I’m eager to write everyday. Partly because it’s so incredibly cathartic but also because I know that good writing requires a framework of discipline and continuity in which the lyricism can sit. Sometimes it’s just not possible to get to fit everything in, however, and that’s okay. If you can’t get to the computer to get those words down, there’s always the writing tablet in your head for what I call head notes.
Writing for me happens, not just when I’m sat at a computer but also when I’m out riding my bike, or on a run, washing the pots, or slumbering in a tent at a festival. Sentences form almost as frequently as I breathe in and out and so I try and find ways to make those sentences or pieces of content stick without writing them down. I then file them in my head for later use.
As example, on packing up my tent after a few final days working at Glastonbury I noticed that, despite the intense heat and parched grass all around, the underside of my groundsheet was riddled with small cakes of mud. I didn’t want to pack away a dirty tent and so I found a piece of wood and began scratching them off. While performing this relatively mundane task I began to wonder where the mud had come from and then realised that these cakes were indeed worm casts. While I had been slumbering the worms had been keeping me company all along.
It was this last sentence that stuck with me. The idea that the worms were at the festival too, and would continue to roam the fields of Worthy Farm long after we had gone. I was excited by this connection with nature. That the weight of me did not hinder their progress through the soil and the important work that they do. That the worms were part of the festival too and had been since it began in 1970s from the early days of T Rex and David Bowie to this year’s headline sets by the Foo Fighters and Elton John.

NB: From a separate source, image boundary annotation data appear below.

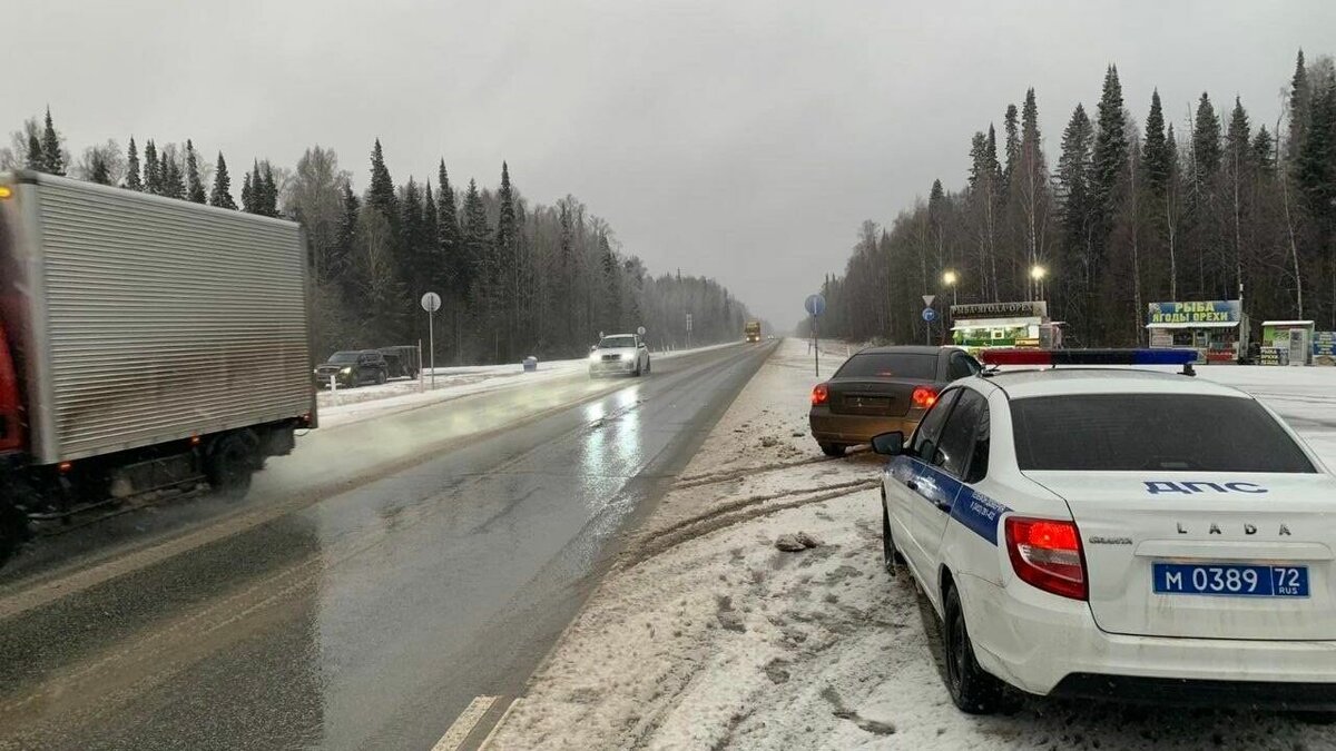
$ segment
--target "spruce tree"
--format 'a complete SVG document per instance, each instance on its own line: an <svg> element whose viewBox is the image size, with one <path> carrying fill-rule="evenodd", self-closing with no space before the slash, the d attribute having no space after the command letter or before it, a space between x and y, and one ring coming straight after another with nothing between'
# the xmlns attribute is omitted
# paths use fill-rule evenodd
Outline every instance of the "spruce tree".
<svg viewBox="0 0 1336 751"><path fill-rule="evenodd" d="M469 295L478 303L489 302L489 282L492 274L492 230L488 227L488 211L478 195L478 186L469 180L464 194L464 254L460 265L462 277L468 279Z"/></svg>
<svg viewBox="0 0 1336 751"><path fill-rule="evenodd" d="M407 184L403 186L399 211L402 214L398 220L399 247L403 250L399 258L399 271L409 282L413 299L418 299L425 291L424 283L428 279L424 263L425 247L422 246L422 192L418 191L417 180L411 175Z"/></svg>
<svg viewBox="0 0 1336 751"><path fill-rule="evenodd" d="M159 168L163 182L163 195L167 198L184 199L186 198L186 179L180 174L180 164L176 163L174 154L168 154L164 148L162 152L162 167Z"/></svg>
<svg viewBox="0 0 1336 751"><path fill-rule="evenodd" d="M1304 51L1295 57L1295 75L1289 79L1289 135L1285 138L1285 160L1295 164L1304 143L1304 130L1309 115L1308 68L1304 65Z"/></svg>
<svg viewBox="0 0 1336 751"><path fill-rule="evenodd" d="M513 345L514 327L518 325L518 306L520 306L520 254L518 254L518 229L516 223L514 214L514 191L510 187L510 168L505 162L501 162L501 187L497 190L497 202L500 203L500 211L497 215L497 235L496 235L496 253L497 253L497 279L496 285L498 287L497 297L500 298L501 313L505 318L505 354L513 354L510 351Z"/></svg>
<svg viewBox="0 0 1336 751"><path fill-rule="evenodd" d="M236 202L232 200L232 178L227 174L227 162L222 151L218 152L218 163L214 166L214 190L208 194L208 204L236 210Z"/></svg>
<svg viewBox="0 0 1336 751"><path fill-rule="evenodd" d="M269 163L269 159L265 160L263 166L265 174L259 175L257 172L257 178L265 186L261 214L265 216L278 216L278 184L274 182L274 167Z"/></svg>
<svg viewBox="0 0 1336 751"><path fill-rule="evenodd" d="M436 286L436 267L441 262L436 245L438 234L436 194L432 191L432 180L429 179L426 180L426 186L422 188L422 238L418 242L422 247L422 255L428 262L424 273L426 279L432 282L433 286Z"/></svg>
<svg viewBox="0 0 1336 751"><path fill-rule="evenodd" d="M41 139L35 132L28 134L28 155L24 166L37 172L47 171L47 158L41 154Z"/></svg>
<svg viewBox="0 0 1336 751"><path fill-rule="evenodd" d="M1257 128L1257 136L1252 142L1252 163L1263 175L1272 175L1276 171L1276 139L1267 131L1267 126Z"/></svg>
<svg viewBox="0 0 1336 751"><path fill-rule="evenodd" d="M1019 114L1015 110L1015 104L1007 104L1006 115L1002 120L1006 132L1006 164L1002 168L1002 184L1009 196L1015 190L1015 174L1021 164L1021 128L1018 120Z"/></svg>
<svg viewBox="0 0 1336 751"><path fill-rule="evenodd" d="M1093 190L1093 150L1094 127L1085 112L1085 107L1077 104L1062 131L1062 154L1058 156L1058 198L1062 218L1063 257L1062 274L1058 277L1062 297L1071 301L1063 315L1073 322L1079 333L1088 333L1086 321L1081 310L1083 301L1074 299L1078 294L1085 294L1092 275L1088 265L1090 258L1090 224L1092 224L1092 190Z"/></svg>
<svg viewBox="0 0 1336 751"><path fill-rule="evenodd" d="M460 218L454 211L454 188L450 186L450 175L445 171L445 159L441 160L438 180L441 192L436 202L436 242L440 249L441 269L437 283L448 289L453 298L462 299L469 294L473 279L464 267Z"/></svg>
<svg viewBox="0 0 1336 751"><path fill-rule="evenodd" d="M366 190L366 204L383 214L391 227L397 229L399 219L397 203L394 180L390 179L390 170L385 166L381 139L375 139L375 146L371 147L371 184Z"/></svg>
<svg viewBox="0 0 1336 751"><path fill-rule="evenodd" d="M1141 147L1142 171L1146 187L1154 196L1162 196L1169 184L1169 144L1165 142L1165 115L1160 104L1160 90L1150 94L1150 114L1146 115L1146 135Z"/></svg>
<svg viewBox="0 0 1336 751"><path fill-rule="evenodd" d="M255 188L251 187L251 174L246 172L242 178L242 211L247 214L258 214L255 211Z"/></svg>
<svg viewBox="0 0 1336 751"><path fill-rule="evenodd" d="M158 147L154 139L144 142L144 190L154 195L162 195L162 164L158 162Z"/></svg>
<svg viewBox="0 0 1336 751"><path fill-rule="evenodd" d="M353 267L353 253L357 247L357 220L362 206L347 180L343 180L342 199L343 212L339 216L337 250L330 274L342 278L345 281L345 291L349 293L355 289L355 275L343 271Z"/></svg>
<svg viewBox="0 0 1336 751"><path fill-rule="evenodd" d="M100 150L94 150L91 156L91 164L88 170L88 182L98 183L100 186L111 184L111 171L107 167L107 158Z"/></svg>
<svg viewBox="0 0 1336 751"><path fill-rule="evenodd" d="M204 183L199 179L195 144L188 138L186 139L186 199L191 203L204 203Z"/></svg>
<svg viewBox="0 0 1336 751"><path fill-rule="evenodd" d="M139 176L139 148L135 147L135 136L130 136L130 148L126 150L126 188L144 190L144 182Z"/></svg>
<svg viewBox="0 0 1336 751"><path fill-rule="evenodd" d="M1220 171L1220 118L1210 106L1210 96L1201 92L1197 100L1197 119L1192 128L1192 155L1198 182L1209 180Z"/></svg>
<svg viewBox="0 0 1336 751"><path fill-rule="evenodd" d="M1109 65L1104 76L1104 95L1100 98L1100 122L1094 138L1092 200L1094 202L1097 261L1108 245L1113 229L1124 172L1128 167L1128 123L1122 111L1122 84L1118 68Z"/></svg>
<svg viewBox="0 0 1336 751"><path fill-rule="evenodd" d="M51 107L47 107L47 124L41 131L41 160L43 171L52 175L65 174L65 155L60 151L60 135L51 122Z"/></svg>
<svg viewBox="0 0 1336 751"><path fill-rule="evenodd" d="M1316 246L1336 242L1336 69L1319 60L1295 182L1317 230Z"/></svg>

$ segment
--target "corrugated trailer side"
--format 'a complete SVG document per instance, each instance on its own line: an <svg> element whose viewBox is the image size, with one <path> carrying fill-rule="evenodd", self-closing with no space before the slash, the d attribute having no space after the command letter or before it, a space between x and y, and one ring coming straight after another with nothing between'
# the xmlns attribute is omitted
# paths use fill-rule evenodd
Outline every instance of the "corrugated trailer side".
<svg viewBox="0 0 1336 751"><path fill-rule="evenodd" d="M9 305L39 464L311 416L298 224L23 172Z"/></svg>

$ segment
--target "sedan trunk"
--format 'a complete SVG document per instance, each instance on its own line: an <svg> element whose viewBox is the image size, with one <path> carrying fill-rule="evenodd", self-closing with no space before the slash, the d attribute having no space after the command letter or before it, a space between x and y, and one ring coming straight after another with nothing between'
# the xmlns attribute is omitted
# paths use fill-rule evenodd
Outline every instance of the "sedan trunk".
<svg viewBox="0 0 1336 751"><path fill-rule="evenodd" d="M1336 639L1325 474L1026 472L1062 496L1101 629Z"/></svg>

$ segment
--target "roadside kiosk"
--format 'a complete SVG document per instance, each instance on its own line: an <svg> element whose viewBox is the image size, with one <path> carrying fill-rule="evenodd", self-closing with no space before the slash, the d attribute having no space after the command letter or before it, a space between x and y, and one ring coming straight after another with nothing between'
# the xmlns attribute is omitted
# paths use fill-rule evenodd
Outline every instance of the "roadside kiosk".
<svg viewBox="0 0 1336 751"><path fill-rule="evenodd" d="M1336 331L1313 331L1313 365L1336 365Z"/></svg>
<svg viewBox="0 0 1336 751"><path fill-rule="evenodd" d="M1190 347L1197 362L1238 362L1248 354L1242 301L1152 302L1146 317L1152 347Z"/></svg>
<svg viewBox="0 0 1336 751"><path fill-rule="evenodd" d="M1281 358L1288 362L1279 362ZM1312 365L1313 322L1263 321L1261 361L1263 365Z"/></svg>
<svg viewBox="0 0 1336 751"><path fill-rule="evenodd" d="M1049 319L1045 301L953 305L951 342L973 355L987 347L1058 349L1062 327Z"/></svg>

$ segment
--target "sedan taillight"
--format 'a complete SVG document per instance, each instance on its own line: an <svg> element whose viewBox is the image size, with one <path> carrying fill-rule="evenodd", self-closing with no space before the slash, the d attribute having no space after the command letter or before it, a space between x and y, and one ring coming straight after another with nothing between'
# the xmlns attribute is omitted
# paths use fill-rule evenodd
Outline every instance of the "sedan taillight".
<svg viewBox="0 0 1336 751"><path fill-rule="evenodd" d="M830 389L826 388L826 384L816 384L816 388L812 389L812 406L826 404L830 396Z"/></svg>
<svg viewBox="0 0 1336 751"><path fill-rule="evenodd" d="M1085 555L1074 521L1009 517L1006 551L1022 581L1073 600L1086 599Z"/></svg>
<svg viewBox="0 0 1336 751"><path fill-rule="evenodd" d="M916 386L914 393L910 394L910 400L914 401L915 408L927 409L937 404L937 390L929 386Z"/></svg>

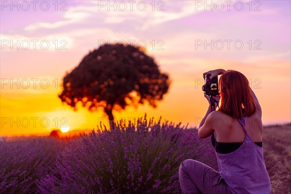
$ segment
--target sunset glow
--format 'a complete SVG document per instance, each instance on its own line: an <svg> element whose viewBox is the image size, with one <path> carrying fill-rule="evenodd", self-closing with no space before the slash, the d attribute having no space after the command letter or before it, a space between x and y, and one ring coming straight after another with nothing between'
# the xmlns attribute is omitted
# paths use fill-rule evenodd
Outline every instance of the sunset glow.
<svg viewBox="0 0 291 194"><path fill-rule="evenodd" d="M147 54L173 81L156 109L148 103L125 110L113 107L117 120L146 113L156 120L162 116L197 127L209 105L201 90L203 73L223 68L240 71L249 80L264 125L291 121L290 1L261 1L259 7L243 1L243 10L238 11L233 6L230 11L226 6L205 11L195 9L195 1L167 0L161 7L164 11L155 12L150 1L144 12L135 7L131 11L129 5L125 11L108 11L94 0L67 1L66 11L56 11L54 1L49 1L48 11L34 11L33 5L27 11L1 7L0 136L48 134L62 125L71 126L70 130L93 129L108 123L102 109L90 113L78 104L74 112L58 95L65 73L90 51L104 41L122 40L146 43ZM59 10L63 5L58 5ZM35 49L31 40L38 40ZM231 40L229 49L225 40ZM10 41L19 41L19 49ZM241 43L243 47L238 49ZM224 48L219 49L222 44Z"/></svg>

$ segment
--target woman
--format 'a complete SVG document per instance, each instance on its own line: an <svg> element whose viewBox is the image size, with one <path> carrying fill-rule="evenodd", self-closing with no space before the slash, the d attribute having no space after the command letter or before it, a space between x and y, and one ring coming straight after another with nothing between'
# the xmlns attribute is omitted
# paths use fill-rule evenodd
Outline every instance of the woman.
<svg viewBox="0 0 291 194"><path fill-rule="evenodd" d="M212 135L219 173L199 161L182 162L179 168L182 193L270 194L263 157L262 111L247 78L238 71L222 69L205 72L203 77L206 74L211 74L210 79L222 75L219 95L214 97L219 101L221 96L221 104L218 111L211 112L210 102L198 133L201 138Z"/></svg>

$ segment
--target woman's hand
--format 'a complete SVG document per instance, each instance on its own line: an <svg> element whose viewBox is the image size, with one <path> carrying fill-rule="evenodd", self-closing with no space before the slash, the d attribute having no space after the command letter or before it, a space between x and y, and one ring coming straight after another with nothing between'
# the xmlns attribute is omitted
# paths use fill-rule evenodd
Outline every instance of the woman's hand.
<svg viewBox="0 0 291 194"><path fill-rule="evenodd" d="M215 70L211 70L207 72L203 73L203 78L205 78L205 75L211 74L211 76L210 76L210 79L211 80L214 77L217 76L219 75L221 75L223 73L224 73L225 71L226 71L223 69L215 69Z"/></svg>
<svg viewBox="0 0 291 194"><path fill-rule="evenodd" d="M207 100L208 101L208 102L209 102L209 104L211 104L210 102L210 97L209 97L208 96L207 96L207 95L206 95L206 93L204 92L204 97L206 98L206 99L207 99ZM213 98L214 98L215 99L216 99L217 101L220 101L220 94L219 94L217 96L215 96L214 97L213 97ZM214 105L216 105L215 108L217 106L217 105L218 105L218 104L217 102L215 102L214 103Z"/></svg>

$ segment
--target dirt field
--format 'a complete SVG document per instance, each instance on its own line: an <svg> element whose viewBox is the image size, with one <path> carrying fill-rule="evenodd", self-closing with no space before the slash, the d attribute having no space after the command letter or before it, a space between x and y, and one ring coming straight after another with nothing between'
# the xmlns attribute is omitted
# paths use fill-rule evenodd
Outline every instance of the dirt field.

I’ve also been making lots of head notes that relate to my next book. Ideas around ownership, placemaking, and ways to get your nature fix outside of the home. In this case it helps to have an umbrella subject, something under which to gather ideas. Visiting a community garden I might be admiring the flowers or the decor but I’ll also be aiming to think more deeply about what it means to develop or need such a space; who visits here and why. I don’t always need a notebook for these ideas as they are automatically filed in my mind under the remit of my book. They have a place to go.
Saying that I’m hoping that the damp festival and now construction site that is my house will calm down somewhat through July, at least providing pockets of writing time. And having just seen Pulp last night in Finsbury Park just a few days after getting back from Glastonbury, I’ve put my dancing shoes away for a few weeks and am using my restored energy to push forward various work projects – writing and gardening at the heart of all.